I wish you the best!
Post # 7
How awful, I’m so sorry to hear that happened.
Its really up to you and what you feel you are capable of and if going back to 16 hour days is something you’ll be ok with doing for at least 3 months. Will you be disappointed if you don’t have a wedding? Is postponing or downgrading an option? JOP services are not for everyone but that are a great alternative and can still be beautiful as many lades here have demonstrated.
Post # 8
I am so sorry this happened. I was in a very similiar situation as my husband is in the trade as well. He lost his job shortly after we got engaged and there was no way I could have afforded much on my own. He ended up landing on his feet and even starting his own company. I would wait it out. Give it at least 6 weeks and see how things turn around. There are a lot of ups and down in the trade and I feel like it has been much easier for many people I know with a license for any trade to find a job much quicker than someone with a bachelor’s degree. I am surrounded by plumbers, electricians, and carpenters and have seen a lot of panick and then seen all of these people land on their feet rather quickly. Good luck and just stay on top of all the job adds and talk to everyone you know (you never know who know sthe right people)
Post # 9
I’ve thought about trying this. This is where we’re kind of hooped- we booked an all-inclusive venue for our ceremony/reception which is notorious for being very rigid, we booked it because we thought it wouldn’t be a problem.

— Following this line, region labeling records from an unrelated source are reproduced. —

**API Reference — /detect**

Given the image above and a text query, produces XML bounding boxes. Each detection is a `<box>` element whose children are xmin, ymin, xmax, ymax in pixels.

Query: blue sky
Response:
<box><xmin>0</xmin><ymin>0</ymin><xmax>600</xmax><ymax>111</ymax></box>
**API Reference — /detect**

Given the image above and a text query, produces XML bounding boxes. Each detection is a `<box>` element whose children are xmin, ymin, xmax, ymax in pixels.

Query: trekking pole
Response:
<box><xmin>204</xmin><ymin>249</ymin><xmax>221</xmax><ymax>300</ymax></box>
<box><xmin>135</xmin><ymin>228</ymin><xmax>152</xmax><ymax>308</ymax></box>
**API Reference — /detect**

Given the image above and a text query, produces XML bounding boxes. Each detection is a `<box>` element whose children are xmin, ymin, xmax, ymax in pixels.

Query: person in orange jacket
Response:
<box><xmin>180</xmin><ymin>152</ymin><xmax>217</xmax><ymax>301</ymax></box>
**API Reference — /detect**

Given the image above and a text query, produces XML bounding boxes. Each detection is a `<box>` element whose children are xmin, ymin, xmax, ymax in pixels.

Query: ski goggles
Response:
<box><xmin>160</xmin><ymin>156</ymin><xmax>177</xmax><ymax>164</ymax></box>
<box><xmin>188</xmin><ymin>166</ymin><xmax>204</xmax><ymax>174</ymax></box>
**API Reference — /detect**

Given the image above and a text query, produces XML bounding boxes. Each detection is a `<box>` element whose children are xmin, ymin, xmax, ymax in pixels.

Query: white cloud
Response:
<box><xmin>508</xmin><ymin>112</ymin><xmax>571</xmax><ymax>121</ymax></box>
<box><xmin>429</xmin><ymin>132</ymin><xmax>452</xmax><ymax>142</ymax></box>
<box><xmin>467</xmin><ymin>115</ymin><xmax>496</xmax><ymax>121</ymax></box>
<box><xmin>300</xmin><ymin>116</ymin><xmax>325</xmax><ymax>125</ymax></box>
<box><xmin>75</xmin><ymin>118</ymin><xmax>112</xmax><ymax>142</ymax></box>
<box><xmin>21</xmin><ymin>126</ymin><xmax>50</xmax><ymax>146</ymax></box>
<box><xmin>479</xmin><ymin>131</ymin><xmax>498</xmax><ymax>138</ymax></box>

Also, we’ve sent our STD’s (not that that is a huge thing) and already have all of our wedding stationary paid for and done. Definitely something to think about though. Thanks!
Post # 9
My husband just lost his job as well – its been tough on us and luckily made it through the wedding without this hurdle. Just know that it will only make the two of you stronger as a couple…if you have dreamt of your wedding i would push it out honestly. you could always do a JOP wedding then have a big reception when you have the funds. hang in there, Unemployment blows – but 3 months will go by quickly.
Post # 10
@FutureJessicaMcB: You can always have a wedding on any budget. It doesn’t have to be a courthouse wedding. You can cut the guest list, do DIY projects, do a potluck or self cater, etc.
Or you can pick up a second job if you really want to go ahead with the planning.
Post # 11
@FutureJessicaMcB: Sorry to hear about the loss of his brother and now his job 🙁 It sounds like you live in Calgary. Fiance is hiring for another trade, but it might be something to earn money in the mean time…PM me if you want more info!
Post # 12
This is so good to hear. I really hope he can find another job sooner, he’s going to try to appeal to his union. We’re so close to Fort Mac where they’re dying for people and they pay far better, but he can’t go if his union tells him no. I’m glad your fiance was able to get it together so quickly!
Post # 13
Sorry for the losses. Does the union not allow him to work *any* job or just any trade job for 3 months? Can he do anything under the table that pays cash so you dont have to work two jobs? Personally, I think I would reschedule the wedding and just have it later. Part of getting married to me is the celebration with friends and family… the rest is just paper work. I couldnt give up the wedding to just be married unless it were for other reasons like insurance or something.
Post # 14
Oh my goodness ((hugs)). I can only imagine how stressfull that must be.
Could you scale waaaaaaaaaaaaaaaaay back (borrow a friends dress or look at consignment stores, potluck reception, paper flowers, BYOB) so you don’t feel like you’re compromising? At the end of the day, if you want to be married, you can get married either at a JOP or at a small, DIY wedding. I’m sure you can figure something out that wouldn’t cost much at all.
I’ll be thinking of you guys, please keep us posted!